Initially, we were presented with a man and woman laying together in the bed in the middle of the stage, which (I think) transpired to be Poppea and Nerone. Whilst Helen May remained in the role throughout, Nerone was picked up by the brilliant Julia Portela Piñoń for the remainder of the performance following the initial bed scene. Perhaps this is a representation of the fusion of masculinity and femininity akin to the fluid nature of notorious emperor Nero (Nerone) who was a hedonistic ruler, marrying both women and men. Or, perhaps, I’m way off the mark, but one thing is for sure, I was left wondering “who was that guy at the beginning of the show?”.

Once the plotline became clear, there were some very evocative moments of note. The love scenes between Nero and Poppaea were sensual and convincing for the most part, although their sex scene in the second half seemed slightly rushed. The death of Drusilla captivated the audience as she sacrificed herself for her love. Helen May’s sensual depiction of Poppaea held the drama together, as she lay across the bed for most of the performance in wait for her love.

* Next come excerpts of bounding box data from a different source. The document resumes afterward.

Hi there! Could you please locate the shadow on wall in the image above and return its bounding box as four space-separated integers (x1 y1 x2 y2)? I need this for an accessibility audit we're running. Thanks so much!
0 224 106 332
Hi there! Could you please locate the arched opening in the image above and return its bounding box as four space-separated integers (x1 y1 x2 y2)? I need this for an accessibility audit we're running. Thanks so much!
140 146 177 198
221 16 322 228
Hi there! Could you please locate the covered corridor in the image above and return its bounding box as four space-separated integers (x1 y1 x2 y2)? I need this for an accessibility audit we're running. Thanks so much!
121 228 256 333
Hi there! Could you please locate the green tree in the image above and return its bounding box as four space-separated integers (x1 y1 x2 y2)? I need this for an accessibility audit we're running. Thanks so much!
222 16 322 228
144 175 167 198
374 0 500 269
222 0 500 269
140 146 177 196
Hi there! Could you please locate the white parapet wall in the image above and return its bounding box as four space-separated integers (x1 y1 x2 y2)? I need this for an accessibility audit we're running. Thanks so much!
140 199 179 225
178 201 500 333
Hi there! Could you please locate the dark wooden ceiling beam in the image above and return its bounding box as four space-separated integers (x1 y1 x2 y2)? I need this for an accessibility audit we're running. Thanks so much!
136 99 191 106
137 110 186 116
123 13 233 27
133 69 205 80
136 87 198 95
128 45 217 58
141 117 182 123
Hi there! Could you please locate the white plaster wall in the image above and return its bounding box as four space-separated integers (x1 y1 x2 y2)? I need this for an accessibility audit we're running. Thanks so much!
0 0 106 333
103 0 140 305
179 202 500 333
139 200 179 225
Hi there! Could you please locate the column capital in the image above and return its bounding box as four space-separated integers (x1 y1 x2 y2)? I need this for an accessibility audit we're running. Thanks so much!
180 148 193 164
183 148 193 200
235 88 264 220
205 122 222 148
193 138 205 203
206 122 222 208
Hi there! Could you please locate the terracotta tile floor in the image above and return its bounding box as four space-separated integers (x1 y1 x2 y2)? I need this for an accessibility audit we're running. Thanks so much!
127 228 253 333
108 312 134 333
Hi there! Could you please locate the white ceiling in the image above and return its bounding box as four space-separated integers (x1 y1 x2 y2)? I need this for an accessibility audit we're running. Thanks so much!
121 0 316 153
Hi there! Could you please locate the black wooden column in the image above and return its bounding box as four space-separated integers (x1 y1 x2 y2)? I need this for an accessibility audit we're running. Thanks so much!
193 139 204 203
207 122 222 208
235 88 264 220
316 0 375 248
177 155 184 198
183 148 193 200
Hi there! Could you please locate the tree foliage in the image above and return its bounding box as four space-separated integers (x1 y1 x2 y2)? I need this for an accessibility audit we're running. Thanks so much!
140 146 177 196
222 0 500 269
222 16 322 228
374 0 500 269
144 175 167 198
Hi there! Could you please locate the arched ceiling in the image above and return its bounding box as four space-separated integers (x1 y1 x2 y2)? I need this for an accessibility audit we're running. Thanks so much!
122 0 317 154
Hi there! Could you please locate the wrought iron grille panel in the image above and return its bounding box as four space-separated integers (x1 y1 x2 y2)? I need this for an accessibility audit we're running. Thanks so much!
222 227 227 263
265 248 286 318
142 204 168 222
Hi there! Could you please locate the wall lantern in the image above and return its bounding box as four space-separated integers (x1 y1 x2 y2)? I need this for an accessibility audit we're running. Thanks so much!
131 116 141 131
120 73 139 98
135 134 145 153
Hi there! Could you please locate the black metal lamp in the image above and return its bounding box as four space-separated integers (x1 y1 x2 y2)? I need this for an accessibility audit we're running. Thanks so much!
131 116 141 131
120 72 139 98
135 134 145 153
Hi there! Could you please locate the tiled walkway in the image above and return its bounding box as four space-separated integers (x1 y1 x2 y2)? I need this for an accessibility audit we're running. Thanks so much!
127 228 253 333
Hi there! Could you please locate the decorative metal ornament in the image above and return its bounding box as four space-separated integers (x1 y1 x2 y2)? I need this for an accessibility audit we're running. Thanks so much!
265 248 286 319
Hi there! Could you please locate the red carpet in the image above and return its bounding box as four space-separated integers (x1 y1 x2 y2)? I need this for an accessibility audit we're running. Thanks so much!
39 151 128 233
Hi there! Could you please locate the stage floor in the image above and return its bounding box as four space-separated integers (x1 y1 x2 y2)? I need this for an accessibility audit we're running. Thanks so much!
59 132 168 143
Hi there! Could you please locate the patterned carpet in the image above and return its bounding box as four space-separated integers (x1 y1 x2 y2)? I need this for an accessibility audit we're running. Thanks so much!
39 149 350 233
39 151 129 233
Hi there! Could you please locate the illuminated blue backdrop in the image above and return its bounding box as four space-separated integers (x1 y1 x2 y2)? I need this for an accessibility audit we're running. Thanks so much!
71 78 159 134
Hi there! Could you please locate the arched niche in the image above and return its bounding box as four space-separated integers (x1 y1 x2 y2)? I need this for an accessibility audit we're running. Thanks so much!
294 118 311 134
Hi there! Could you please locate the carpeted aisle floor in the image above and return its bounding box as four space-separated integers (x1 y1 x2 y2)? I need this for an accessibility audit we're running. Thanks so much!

The production was very much an ensemble piece with many actors adopting multiple roles. The costumes left a lot to the imagination; bare feet, a red dress for the character playing “love” and plain black attire for many of the other roles. Whilst the simplicity of the costumes let the actual drama do the talking, it also felt a bit like an edgy A-Level performance, potentially lacking budget.

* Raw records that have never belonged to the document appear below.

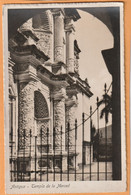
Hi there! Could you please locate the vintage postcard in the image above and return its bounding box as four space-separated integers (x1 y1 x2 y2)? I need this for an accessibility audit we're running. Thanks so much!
3 2 126 194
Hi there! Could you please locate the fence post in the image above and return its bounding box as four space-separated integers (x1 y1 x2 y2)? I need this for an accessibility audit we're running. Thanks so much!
35 135 37 181
104 83 107 180
60 125 63 181
75 119 77 181
29 129 32 181
96 97 100 181
82 112 85 181
53 127 56 181
40 128 42 181
47 128 49 181
90 106 92 181
67 122 70 181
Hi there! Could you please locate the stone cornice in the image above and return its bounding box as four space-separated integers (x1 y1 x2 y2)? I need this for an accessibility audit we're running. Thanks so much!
37 71 69 87
10 45 49 61
65 98 78 107
51 86 67 101
15 71 39 83
11 53 41 67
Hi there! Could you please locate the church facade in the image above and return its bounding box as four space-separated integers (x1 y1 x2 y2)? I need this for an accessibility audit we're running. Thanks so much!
8 8 93 180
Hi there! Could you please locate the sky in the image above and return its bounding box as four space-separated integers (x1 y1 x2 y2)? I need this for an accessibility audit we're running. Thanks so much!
75 10 114 126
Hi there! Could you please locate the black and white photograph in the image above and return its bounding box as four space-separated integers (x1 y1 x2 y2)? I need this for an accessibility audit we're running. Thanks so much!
3 3 126 193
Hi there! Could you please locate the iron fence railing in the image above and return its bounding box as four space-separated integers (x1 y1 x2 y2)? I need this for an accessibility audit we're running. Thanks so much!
10 83 112 182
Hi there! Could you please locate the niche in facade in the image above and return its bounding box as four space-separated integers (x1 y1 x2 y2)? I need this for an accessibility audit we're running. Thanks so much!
34 91 49 118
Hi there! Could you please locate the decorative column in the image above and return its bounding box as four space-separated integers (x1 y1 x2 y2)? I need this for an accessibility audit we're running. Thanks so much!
54 10 64 62
52 86 67 171
65 19 75 73
66 95 78 169
18 81 34 150
66 95 77 153
52 87 66 152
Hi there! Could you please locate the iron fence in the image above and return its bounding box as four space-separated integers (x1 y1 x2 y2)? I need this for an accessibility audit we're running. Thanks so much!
10 83 112 182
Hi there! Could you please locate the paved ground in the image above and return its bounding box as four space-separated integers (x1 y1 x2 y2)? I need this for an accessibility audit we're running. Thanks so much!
34 162 112 181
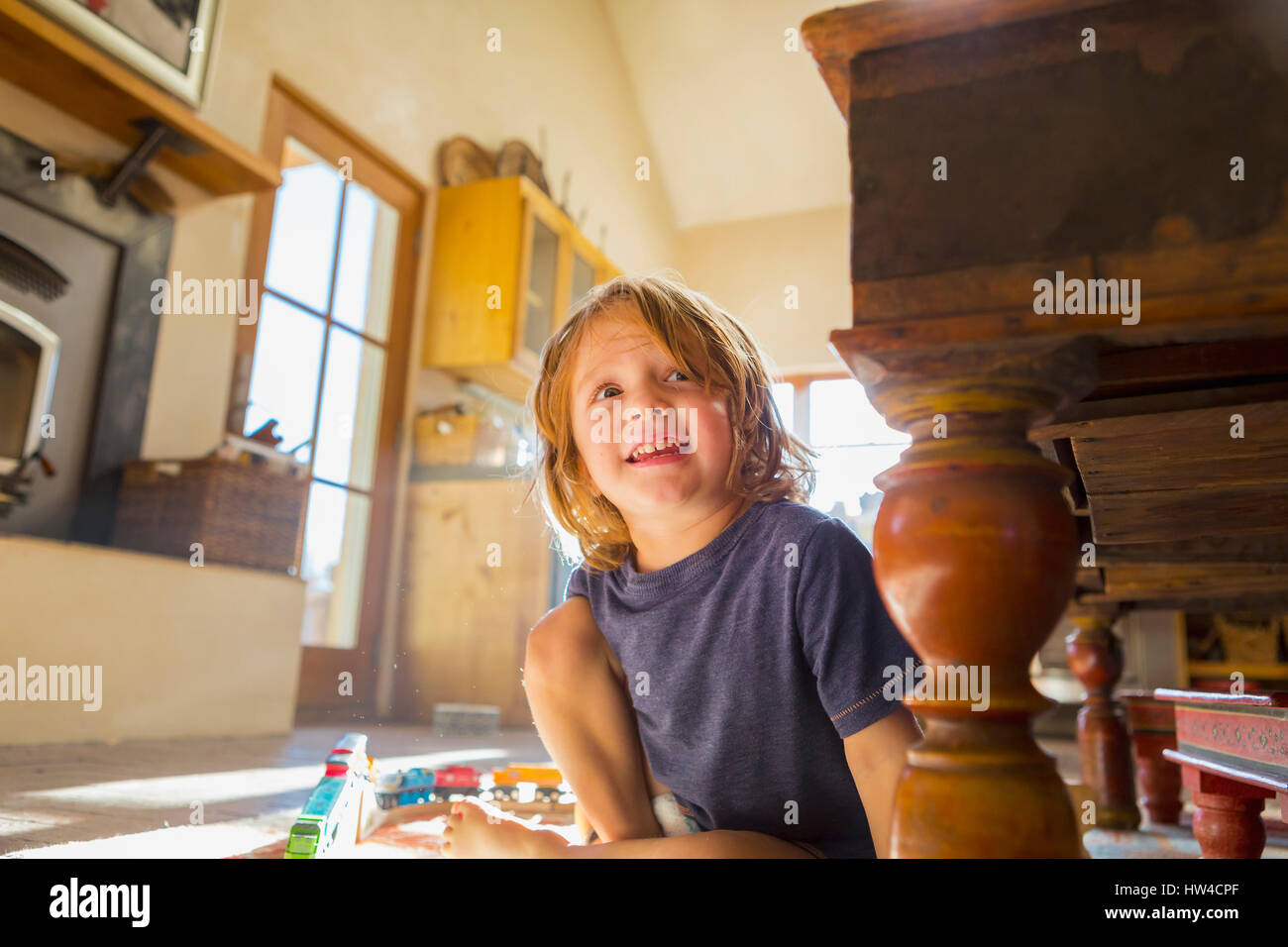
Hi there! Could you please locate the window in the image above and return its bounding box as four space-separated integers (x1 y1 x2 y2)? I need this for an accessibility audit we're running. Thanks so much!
773 377 912 549
229 78 422 710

As with lots of operas nowadays, Italian to English translations were provided via subtitles left, right, and centre of the stage, allowing the audience to follow the action as it went along. This gives a similar effect to watching a movie with subtitles, once you settle into both reading text and observing the drama unfold it becomes quite natural. Aside from a few moments where the text lagged behind the action, it gave us the pleasure of understanding the pure poetry of Claudio Monteverdi’s prose.

The standout part of the whole performance was the music. The Greensleeves-esque string ensemble that accompanied the operatic lyrics throughout, led by Marcio da Silva, did a beautiful job of transporting me back to the sixteen hundreds. The orchestra’s period instruments never overwhelmed the voices and were cleverly positioned under a platform to the left of the stage that allowed the audience to both see and hear them, without drawing focus from the actors. The musicians’ energy was a delight to observe.

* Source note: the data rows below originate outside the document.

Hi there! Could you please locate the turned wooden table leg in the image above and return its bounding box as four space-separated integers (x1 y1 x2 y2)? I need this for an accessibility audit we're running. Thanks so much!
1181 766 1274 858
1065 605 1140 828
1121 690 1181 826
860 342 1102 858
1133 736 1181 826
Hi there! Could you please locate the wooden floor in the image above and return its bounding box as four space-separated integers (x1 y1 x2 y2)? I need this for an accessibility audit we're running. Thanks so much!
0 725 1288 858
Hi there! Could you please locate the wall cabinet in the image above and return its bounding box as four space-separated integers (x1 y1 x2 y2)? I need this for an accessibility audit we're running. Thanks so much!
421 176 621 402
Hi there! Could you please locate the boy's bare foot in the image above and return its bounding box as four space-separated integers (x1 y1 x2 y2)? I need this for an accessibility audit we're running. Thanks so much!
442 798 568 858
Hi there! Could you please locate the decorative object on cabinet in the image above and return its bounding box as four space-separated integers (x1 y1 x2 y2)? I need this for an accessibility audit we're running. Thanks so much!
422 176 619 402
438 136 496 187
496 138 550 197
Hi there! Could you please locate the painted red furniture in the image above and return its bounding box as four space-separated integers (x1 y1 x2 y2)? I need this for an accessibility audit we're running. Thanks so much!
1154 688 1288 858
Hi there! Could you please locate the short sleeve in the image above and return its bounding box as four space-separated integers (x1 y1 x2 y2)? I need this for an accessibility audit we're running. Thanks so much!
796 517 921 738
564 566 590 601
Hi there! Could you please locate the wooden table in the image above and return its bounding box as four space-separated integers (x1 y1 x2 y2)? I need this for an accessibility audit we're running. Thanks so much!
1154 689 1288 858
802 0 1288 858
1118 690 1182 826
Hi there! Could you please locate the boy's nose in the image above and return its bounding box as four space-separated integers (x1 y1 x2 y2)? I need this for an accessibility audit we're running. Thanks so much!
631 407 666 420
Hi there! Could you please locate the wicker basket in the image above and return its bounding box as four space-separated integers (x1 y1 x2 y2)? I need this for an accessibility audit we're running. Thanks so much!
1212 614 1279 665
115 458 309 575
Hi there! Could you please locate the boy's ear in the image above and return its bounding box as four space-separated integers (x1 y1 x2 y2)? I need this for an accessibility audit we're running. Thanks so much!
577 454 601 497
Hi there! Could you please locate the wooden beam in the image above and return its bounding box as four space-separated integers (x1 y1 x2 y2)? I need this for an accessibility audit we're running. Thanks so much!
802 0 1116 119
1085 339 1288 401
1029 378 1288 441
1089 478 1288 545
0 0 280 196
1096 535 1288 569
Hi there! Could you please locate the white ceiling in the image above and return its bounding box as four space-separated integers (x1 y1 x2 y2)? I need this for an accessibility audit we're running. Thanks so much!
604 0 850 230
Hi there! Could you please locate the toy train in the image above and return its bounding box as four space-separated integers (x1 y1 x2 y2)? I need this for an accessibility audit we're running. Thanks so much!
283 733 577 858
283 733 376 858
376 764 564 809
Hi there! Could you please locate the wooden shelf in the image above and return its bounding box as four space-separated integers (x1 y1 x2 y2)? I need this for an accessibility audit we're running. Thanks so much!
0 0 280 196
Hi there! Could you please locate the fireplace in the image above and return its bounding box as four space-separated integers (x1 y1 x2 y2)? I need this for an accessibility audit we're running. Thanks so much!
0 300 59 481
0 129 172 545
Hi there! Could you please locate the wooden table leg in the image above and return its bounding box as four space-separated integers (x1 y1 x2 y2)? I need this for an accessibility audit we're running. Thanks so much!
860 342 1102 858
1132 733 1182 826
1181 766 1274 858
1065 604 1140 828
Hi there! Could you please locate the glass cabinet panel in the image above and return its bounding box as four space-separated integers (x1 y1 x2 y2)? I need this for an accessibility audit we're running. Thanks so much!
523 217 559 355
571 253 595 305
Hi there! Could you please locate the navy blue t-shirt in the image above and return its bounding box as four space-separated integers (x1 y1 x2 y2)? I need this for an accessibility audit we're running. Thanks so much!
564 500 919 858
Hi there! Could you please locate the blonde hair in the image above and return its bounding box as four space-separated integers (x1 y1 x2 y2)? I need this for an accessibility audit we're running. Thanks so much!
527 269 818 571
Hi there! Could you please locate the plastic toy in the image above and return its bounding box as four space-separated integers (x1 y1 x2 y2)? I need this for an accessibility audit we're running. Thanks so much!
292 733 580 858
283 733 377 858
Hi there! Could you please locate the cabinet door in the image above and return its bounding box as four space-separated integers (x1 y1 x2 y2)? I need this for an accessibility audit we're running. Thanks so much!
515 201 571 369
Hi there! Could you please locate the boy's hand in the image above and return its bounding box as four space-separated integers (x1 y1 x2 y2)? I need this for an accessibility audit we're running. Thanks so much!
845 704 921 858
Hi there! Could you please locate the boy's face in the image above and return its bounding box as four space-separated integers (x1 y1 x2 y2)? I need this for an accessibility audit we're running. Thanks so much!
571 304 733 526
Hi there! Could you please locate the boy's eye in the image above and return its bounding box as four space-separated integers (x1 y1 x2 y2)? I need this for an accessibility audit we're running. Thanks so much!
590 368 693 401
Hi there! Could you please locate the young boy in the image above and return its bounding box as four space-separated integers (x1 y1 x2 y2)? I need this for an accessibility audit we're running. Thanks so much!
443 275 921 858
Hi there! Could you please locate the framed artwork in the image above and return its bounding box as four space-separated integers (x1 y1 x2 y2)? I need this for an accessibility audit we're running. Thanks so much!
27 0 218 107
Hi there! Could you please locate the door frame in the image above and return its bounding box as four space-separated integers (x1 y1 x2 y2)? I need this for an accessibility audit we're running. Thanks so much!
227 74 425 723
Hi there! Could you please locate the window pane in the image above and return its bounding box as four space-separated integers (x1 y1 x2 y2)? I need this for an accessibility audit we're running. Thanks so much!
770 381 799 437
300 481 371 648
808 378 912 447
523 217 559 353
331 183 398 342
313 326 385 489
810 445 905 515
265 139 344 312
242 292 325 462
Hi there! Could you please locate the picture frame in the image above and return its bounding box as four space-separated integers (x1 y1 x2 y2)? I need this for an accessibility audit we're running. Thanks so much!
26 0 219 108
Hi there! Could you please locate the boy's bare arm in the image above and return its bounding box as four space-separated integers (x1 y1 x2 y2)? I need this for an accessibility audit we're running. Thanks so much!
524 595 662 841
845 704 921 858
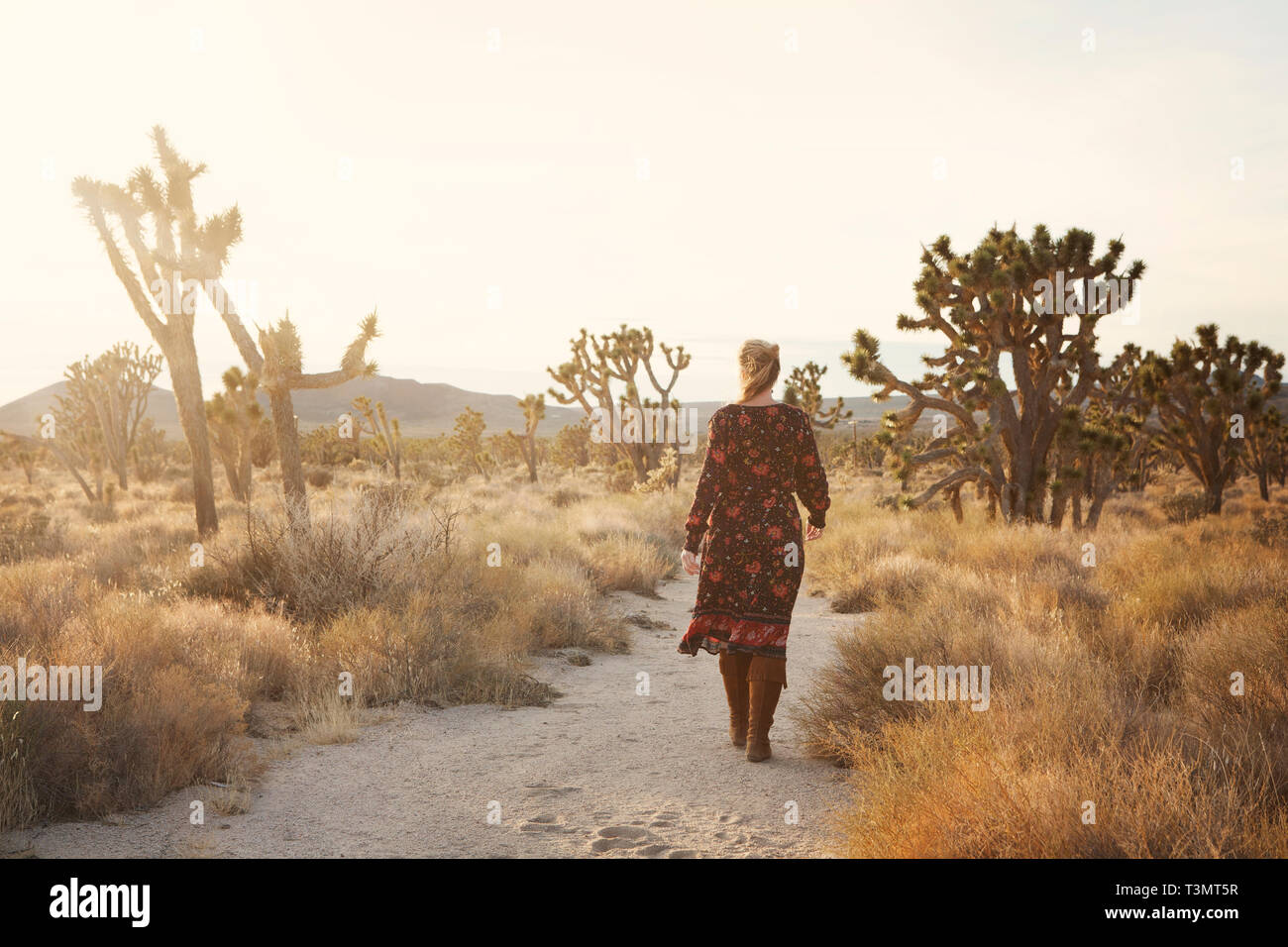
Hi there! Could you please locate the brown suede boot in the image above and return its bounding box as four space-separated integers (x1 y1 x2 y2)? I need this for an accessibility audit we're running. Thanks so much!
747 655 787 763
720 651 751 747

The singers could all hold a note exceptionally well - the primarily soprano cast was well balanced by British tenor, Kieran White, who blew us away with his adaptability to the various character roles that he switched between. If you’re a big opera fan, you can catch Kieran as the lead in various ensembles across the UK and mainland Europe - he’s definitely one to watch.

A personal highlight was the “don’t die Seneca” scene where all of the musicians joined in, from both on and off stage, to create a dramatic harmony that echoed around the theatre. There was a fantastic use of space throughout the performance, with actors entering and exiting the stage from all angles.

The obvious difference between this interpretation of Monteverdi’s great work and many of the others is the lack of comedy in the performance, leaving the audience wanting more - although there’s every potential that some of the jokes passed us by. Moreover; the Nurse’s aria that traditionally comes after Nero promised to make Poppea empress was cut completely which gave the production a monochromatic feel, intentional no doubt from the Director, but lacked innovation.

Arcola Artistic Director, Mehmet Ergen, champions the idea that music has the power to connect and opera should be accessible to all, so ticket prices were extremely affordable. Overall; Ensemble OrQuesta’s rendition of L’Incoronazione di Poppea at the Grimeborn Festival was both sensual and dramatic, with a sprinkling of light comedic respite to counter the intensity.

I really enjoyed this compelling 160 minute (including interval) performance but probably wouldn't rush back to see it again. The simplicity of the set left a lot to the imagination, but resulted in a real appreciation of the music, poetry and acting. I’m excited to see what the other thirteen shows have to offer.